Before You Were Everywhere by Alan

We used to communicate in the off-hours. Shake off the dresses of the afternoon and evening and slip into a certain kind of midnight rhythm. Only the hours weren’t really hours but phases of our lives. You on one side of a tectonic plate and me on another. The balance was a kindling, was based purely on love. And to communicate was to love deeper, to write longer, to make attempts, to reconcile time.

There’s something about distance that brings us closer together. There’s something about convenience that tears us apart. I remember when I used to use pay phones. I remember the cold receiver on my shoulder, the arcane sustained moan, and what it meant to press the lip with my finger, and start over. These things I remember. When we were closer than strangers but miles apart. Before you were everywhere and I didn’t have to find you, you were nowhere and I loved you.

***

Scientific Inquiry Into the Extinction of the Telephone Booth by Johanna

Over the course of the last ten years, the once ubiquitous telephone booth has slowly disappeared from urban and small town street corners. The retarded withdrawal of booths from civilization has mostly gone unnoticed and unmeasured. The purpose of this study is to determine the main factors that lead to their extinction.

After extensive national and international travel in search of a working phone booth, only two were found. One, in Kerala, India and one in Bisbee, Arizona where it was painted with a mural to look like an angry robot.

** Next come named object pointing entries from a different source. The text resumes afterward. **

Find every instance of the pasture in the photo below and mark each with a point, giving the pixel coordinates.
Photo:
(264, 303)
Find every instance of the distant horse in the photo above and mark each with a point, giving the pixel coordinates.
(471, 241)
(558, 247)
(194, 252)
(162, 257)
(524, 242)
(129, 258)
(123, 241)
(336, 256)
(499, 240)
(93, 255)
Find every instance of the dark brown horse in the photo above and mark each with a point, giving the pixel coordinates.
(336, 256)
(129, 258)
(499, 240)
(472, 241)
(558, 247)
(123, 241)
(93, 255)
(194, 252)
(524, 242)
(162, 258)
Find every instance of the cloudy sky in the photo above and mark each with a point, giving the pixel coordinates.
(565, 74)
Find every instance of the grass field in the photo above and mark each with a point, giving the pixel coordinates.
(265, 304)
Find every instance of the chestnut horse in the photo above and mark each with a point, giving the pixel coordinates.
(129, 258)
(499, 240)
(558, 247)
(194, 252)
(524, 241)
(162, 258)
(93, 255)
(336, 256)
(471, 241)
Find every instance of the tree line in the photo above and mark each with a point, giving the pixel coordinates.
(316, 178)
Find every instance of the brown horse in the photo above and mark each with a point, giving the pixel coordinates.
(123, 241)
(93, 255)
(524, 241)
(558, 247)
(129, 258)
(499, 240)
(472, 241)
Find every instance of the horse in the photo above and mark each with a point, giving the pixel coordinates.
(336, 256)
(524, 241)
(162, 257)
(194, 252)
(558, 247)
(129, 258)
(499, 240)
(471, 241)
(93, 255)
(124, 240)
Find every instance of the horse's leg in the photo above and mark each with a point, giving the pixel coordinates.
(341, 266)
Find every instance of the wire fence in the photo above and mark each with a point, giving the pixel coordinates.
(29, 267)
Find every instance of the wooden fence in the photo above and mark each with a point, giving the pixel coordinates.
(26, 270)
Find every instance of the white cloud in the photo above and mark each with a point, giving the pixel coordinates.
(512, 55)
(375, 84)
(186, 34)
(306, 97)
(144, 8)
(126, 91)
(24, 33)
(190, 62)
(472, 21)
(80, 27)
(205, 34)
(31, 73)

While it is well-known that telephone booths became unnecessary in the early part of the century with the commonplace of cellular phone devices, they were still seen as a way for the homeless or people who forgot to charge their batteries to call home in an emergency. When the populace discovered endless minutes, most people on the street willingly lent the use of their personal phones if asked politely. Once phone companies realized this, they stopped service to all booths.

The actual disappearance of telephone booths began when citizens took it upon themselves to up-cycle. In urban areas, hipsters appropriated them for use as chicken coops and solar ovens. Artists recovered them for sculptures, installation pieces and stage props. More commonly, in rural areas they were used for bird houses and pit toilets. On occasion, multiple clowns could be found squeezing inside of one.

Future experiments should investigate how much a telephone booth will be priced for on Antiques Roadshow, in the case of a retro resurgence.